Jokowi Soal Pro Kontra Pemotongan Gaji Pekerja untuk Tapera: Itu Biasa
Presiden Joko Widodo (Jokowi) menilai wajar apabila ada masyarakat yang tidak setuju dengan ketentuan yang mengatur pemotongan upah, gaji, maupun penghasilan bagi seluruh pekerja untuk simpanan tabungan perumahan rakyat atau Tapera.
Dia mengatakan, respons masyarakat terhadap kebijakan teranyar itu serupa saat masyarakat menyikapi penyesuaian iuran BPJS Kesehatan yang berlaku bagi peserta mandiri pada 2021 silam.
Ketika itu, pemerintah menyesuaikan besaran bantuan iuran kepada peserta BPJS Kesehatan Kelas 3 Pekerja Bukan Penerima Upah (BPPU) dan Bukan Pekerja (BP) di tahun 2021.
"Seperti dulu BPJS di luar yang BPI gratis 96 juta juga ramai, tapi setelah berjalan saya kira masyarakat merasakan manfaat bahwa rumah sakit tidak dipungut biaya. Hal-hal seperti itu yang akan dirasakan setelah berjalan," kata Jokowi kepada wartawan di Istora Senayan Jakarta pada Senin (27/5).
Melalui Peraturan Presiden (Perpres) Nomor 64 Tahun 2020, pemerintah mengurangi penyalurkan bantuan menjadi Rp 7.000 per orang setiap bulan. Keputusan tersebut menyebabkan peserta BPJS Kesehatan Kelas 3 BPPU dan BP harus membayar iuran menjadi Rp 35.000 per bulan.
Nominal ini cenderung naik dari ketentuan sebelumnya saat pemerintah memberikan bantuan iuran Rp 16.500 per bulan setiap orang, sehingga para peserta hanya wajib membayar Rp 25.500 setiap bulannya.
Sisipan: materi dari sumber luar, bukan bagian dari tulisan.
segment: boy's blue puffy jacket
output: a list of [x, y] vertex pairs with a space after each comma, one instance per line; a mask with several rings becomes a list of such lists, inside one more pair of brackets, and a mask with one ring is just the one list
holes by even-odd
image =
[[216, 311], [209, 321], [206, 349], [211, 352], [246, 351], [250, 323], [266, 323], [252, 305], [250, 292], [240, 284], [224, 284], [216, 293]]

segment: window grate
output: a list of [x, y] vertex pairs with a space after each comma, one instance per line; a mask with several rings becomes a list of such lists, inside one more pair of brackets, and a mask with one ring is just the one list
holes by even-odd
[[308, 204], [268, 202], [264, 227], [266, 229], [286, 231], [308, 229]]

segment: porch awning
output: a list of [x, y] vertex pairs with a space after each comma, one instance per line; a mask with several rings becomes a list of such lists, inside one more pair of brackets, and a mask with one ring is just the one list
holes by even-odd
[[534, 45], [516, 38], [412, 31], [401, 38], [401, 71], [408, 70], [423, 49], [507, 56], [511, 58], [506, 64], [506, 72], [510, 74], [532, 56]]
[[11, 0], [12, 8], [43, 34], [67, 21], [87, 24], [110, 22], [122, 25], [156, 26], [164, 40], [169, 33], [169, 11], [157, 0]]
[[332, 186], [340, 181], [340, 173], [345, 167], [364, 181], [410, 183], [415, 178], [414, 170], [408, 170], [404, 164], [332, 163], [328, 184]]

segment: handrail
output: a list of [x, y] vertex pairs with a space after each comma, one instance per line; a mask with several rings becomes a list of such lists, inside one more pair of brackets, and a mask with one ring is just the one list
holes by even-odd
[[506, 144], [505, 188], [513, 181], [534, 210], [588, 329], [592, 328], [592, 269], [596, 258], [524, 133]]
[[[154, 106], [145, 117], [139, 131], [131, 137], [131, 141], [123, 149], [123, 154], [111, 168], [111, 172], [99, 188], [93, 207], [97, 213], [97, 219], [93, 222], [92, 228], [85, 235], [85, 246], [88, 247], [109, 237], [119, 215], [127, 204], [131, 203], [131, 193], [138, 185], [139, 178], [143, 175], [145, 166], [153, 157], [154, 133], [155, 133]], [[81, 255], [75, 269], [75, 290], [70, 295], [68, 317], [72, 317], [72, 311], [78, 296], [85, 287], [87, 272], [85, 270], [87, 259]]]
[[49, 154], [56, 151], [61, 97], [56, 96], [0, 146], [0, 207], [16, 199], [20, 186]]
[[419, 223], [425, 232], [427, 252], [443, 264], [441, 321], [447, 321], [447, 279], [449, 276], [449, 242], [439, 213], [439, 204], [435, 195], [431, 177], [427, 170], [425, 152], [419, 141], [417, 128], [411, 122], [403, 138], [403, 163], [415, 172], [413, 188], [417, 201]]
Oleh karena itu Jokowi menilai reaksi pro dan kontra masyarakat terkait pemotongan upah, gaji, maupun penghasilan pekerja untuk simpanan Tapera saat ini merupakan hal lazim.
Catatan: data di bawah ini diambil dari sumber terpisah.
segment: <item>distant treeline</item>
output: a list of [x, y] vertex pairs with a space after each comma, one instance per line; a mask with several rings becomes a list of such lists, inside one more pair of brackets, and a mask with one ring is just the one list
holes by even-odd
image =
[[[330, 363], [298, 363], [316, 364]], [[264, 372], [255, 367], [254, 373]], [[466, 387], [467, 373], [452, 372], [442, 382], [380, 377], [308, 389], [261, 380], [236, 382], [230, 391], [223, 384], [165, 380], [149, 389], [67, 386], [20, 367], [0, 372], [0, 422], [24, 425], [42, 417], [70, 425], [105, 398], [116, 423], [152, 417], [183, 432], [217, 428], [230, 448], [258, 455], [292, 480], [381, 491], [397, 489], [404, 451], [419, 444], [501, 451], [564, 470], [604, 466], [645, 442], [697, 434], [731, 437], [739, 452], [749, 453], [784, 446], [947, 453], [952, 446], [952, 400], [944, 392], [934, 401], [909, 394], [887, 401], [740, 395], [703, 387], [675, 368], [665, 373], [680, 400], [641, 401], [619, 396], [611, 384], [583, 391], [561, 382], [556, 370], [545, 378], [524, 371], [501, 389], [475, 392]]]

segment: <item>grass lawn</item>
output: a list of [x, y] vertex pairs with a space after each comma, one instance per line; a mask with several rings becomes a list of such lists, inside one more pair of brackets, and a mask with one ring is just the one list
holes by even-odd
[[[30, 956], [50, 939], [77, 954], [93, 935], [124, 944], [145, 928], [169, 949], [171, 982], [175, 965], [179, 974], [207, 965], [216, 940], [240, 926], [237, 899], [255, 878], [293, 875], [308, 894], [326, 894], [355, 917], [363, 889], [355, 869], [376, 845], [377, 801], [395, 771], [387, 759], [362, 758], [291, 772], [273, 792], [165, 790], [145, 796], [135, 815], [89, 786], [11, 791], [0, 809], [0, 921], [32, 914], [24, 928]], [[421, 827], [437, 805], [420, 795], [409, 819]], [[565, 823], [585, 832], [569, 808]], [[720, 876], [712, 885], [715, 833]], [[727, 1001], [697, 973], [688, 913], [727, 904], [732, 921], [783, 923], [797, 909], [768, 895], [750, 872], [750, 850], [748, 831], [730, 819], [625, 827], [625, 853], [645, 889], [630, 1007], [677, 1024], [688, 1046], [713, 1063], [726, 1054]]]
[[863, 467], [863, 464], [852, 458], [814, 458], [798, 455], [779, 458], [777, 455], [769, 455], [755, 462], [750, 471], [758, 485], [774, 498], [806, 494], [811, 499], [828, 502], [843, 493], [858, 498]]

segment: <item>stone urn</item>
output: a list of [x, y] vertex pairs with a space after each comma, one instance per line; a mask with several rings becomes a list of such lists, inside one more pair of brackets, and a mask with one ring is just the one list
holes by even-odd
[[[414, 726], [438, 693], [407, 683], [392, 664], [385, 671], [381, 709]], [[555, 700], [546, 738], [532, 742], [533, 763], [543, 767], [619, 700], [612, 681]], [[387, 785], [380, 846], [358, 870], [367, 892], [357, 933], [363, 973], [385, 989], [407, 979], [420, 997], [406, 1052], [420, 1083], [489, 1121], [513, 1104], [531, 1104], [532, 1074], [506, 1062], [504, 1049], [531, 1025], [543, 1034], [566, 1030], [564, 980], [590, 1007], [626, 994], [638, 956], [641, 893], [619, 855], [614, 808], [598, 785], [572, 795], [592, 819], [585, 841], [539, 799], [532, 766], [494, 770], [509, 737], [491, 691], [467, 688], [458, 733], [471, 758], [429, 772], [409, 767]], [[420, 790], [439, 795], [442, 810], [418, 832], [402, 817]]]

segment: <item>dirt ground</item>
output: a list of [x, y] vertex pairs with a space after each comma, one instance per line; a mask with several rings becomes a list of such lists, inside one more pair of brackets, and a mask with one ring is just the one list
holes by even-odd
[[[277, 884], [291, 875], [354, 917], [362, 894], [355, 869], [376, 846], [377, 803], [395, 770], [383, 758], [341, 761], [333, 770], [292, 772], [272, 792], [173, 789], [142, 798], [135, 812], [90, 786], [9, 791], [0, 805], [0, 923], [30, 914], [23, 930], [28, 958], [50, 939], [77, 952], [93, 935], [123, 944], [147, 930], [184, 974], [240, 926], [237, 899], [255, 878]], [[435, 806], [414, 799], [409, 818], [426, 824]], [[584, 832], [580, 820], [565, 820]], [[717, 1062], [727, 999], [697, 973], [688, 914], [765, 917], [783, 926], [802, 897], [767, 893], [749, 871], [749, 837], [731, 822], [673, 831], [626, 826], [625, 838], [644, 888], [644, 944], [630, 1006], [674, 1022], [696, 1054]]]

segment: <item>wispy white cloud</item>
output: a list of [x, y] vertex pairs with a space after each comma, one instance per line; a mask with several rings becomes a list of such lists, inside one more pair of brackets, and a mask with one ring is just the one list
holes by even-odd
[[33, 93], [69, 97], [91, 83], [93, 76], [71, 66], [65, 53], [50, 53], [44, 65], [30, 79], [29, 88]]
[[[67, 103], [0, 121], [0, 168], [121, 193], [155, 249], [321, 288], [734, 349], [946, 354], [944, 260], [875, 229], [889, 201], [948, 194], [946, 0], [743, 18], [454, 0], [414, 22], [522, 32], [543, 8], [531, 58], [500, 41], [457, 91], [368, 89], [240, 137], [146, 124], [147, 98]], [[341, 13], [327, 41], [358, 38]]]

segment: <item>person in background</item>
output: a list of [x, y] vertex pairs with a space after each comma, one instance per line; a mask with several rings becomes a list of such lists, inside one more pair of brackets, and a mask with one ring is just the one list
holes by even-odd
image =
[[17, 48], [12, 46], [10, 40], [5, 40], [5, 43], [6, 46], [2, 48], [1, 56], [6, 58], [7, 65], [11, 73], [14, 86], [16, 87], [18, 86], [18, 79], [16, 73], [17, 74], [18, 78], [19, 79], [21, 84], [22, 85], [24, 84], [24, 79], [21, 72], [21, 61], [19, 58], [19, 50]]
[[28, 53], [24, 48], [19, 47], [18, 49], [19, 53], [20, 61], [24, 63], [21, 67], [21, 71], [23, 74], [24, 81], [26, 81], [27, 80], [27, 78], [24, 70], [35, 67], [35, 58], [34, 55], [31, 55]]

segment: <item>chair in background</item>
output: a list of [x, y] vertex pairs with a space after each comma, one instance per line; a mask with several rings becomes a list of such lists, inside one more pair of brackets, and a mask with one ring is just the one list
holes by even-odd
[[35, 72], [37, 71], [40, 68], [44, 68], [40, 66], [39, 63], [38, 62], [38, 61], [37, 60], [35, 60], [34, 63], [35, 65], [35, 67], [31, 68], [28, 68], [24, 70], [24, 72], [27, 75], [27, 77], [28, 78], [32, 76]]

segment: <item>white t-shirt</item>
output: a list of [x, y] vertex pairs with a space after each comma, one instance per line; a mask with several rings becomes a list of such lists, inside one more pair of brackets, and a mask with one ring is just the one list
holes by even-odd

Ini karena masyarakat tengah menimbang dan berhitung dalam menyikap kebijakan tersebut. "Kalau belum berjalan, biasanya ada pro dan kontra," ujarnya.
Sebelumnya, Presiden Jokowi merilis ketentuan yang mengatur pemotongan upah, gaji, maupun penghasilan bagi seluruh pekerja untuk simpanan tabungan perumahan rakyat atau Tapera.
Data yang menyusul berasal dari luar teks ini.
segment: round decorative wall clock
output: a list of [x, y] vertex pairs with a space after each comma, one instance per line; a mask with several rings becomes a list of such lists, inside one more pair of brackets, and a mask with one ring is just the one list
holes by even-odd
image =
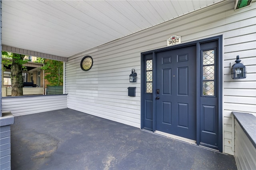
[[92, 57], [86, 55], [84, 57], [82, 60], [81, 60], [80, 66], [82, 70], [86, 71], [88, 71], [92, 68], [93, 63], [93, 61]]

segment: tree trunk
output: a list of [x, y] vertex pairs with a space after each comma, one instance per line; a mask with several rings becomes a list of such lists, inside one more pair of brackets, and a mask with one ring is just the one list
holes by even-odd
[[24, 55], [13, 53], [11, 70], [12, 96], [23, 95], [22, 62]]

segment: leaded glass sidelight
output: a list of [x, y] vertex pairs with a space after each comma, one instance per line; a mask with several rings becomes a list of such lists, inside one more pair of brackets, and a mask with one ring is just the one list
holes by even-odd
[[153, 62], [152, 59], [146, 60], [146, 93], [153, 93]]
[[202, 95], [214, 96], [215, 84], [215, 50], [204, 51], [202, 52]]

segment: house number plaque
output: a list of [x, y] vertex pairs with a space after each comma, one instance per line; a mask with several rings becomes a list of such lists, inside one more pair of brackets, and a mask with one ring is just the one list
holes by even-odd
[[167, 40], [167, 46], [178, 44], [181, 43], [181, 37], [178, 36], [172, 36]]

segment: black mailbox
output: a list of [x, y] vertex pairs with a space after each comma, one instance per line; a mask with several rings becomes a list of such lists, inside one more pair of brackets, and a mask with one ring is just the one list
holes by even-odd
[[128, 95], [129, 96], [136, 96], [135, 89], [136, 87], [129, 87], [128, 89]]

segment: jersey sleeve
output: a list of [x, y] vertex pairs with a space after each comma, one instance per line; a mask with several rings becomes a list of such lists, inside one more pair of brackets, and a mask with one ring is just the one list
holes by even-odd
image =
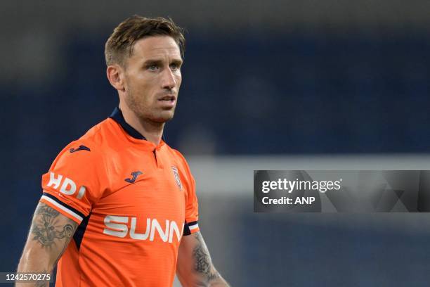
[[40, 201], [79, 224], [102, 195], [103, 169], [103, 158], [93, 146], [79, 141], [71, 143], [42, 176]]
[[190, 235], [200, 231], [199, 229], [199, 205], [195, 193], [195, 180], [191, 174], [190, 167], [185, 161], [187, 174], [187, 201], [185, 203], [185, 222], [183, 235]]

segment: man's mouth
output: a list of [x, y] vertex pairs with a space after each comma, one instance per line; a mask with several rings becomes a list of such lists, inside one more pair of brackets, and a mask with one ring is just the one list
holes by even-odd
[[174, 96], [162, 96], [158, 98], [158, 101], [175, 101], [176, 99], [176, 97]]

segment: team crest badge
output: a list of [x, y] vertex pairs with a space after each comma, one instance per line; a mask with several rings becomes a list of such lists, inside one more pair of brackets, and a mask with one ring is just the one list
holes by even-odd
[[178, 184], [178, 187], [179, 187], [179, 189], [182, 190], [182, 184], [181, 184], [181, 179], [179, 178], [179, 173], [178, 172], [178, 167], [173, 165], [171, 167], [171, 171], [175, 177], [175, 181], [176, 181], [176, 184]]

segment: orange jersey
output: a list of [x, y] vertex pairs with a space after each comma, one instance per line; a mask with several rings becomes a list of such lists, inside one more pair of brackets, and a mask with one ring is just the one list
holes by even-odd
[[146, 141], [116, 108], [66, 146], [42, 177], [41, 202], [78, 223], [57, 286], [168, 286], [183, 235], [199, 230], [182, 155]]

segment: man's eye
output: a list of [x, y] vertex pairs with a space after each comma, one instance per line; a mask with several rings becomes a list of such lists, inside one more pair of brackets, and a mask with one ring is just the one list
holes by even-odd
[[148, 70], [150, 71], [156, 71], [158, 69], [158, 66], [157, 65], [150, 65], [148, 66]]

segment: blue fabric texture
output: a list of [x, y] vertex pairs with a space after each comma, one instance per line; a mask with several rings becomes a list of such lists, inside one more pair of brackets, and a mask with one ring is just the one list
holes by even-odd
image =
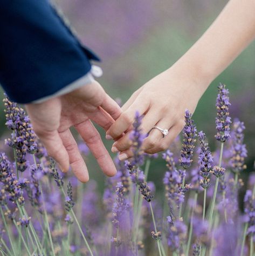
[[0, 84], [27, 103], [82, 77], [99, 60], [82, 46], [47, 0], [0, 0]]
Kebijakan ini berlaku wajib meliputi calon pegawai negeri sipil (PNS), pegawai ASN, prajurit TNI, anggota Polri, pejabat negara, pekerja BUMN/BUMD hingga pekerja sektor swasta.
Keputusan itu diatur dalam Peraturan Pemerintah (PP) Nomor 21 Tahun 2024 tentang Perubahan Atas Peraturan Pemerintah Nomor 25 Tahun 2020 tentang Penyelenggaraan Tabungan Perumahan Rakyat. Jokowi menetapkan PP tersebut pada 20 Mei 2024.
Pada Pasal 15 aturan tersebut mengatur besaran simpanan peserta sebesar 3 persen dari gaji atau upah untuk peserta pekerja. Jumlah simpanan peserta pekerja ditanggung bersama oleh pemberi kerja sejumlah 0,5 persen dan pekerja sendiri sebesar 2,5 persen.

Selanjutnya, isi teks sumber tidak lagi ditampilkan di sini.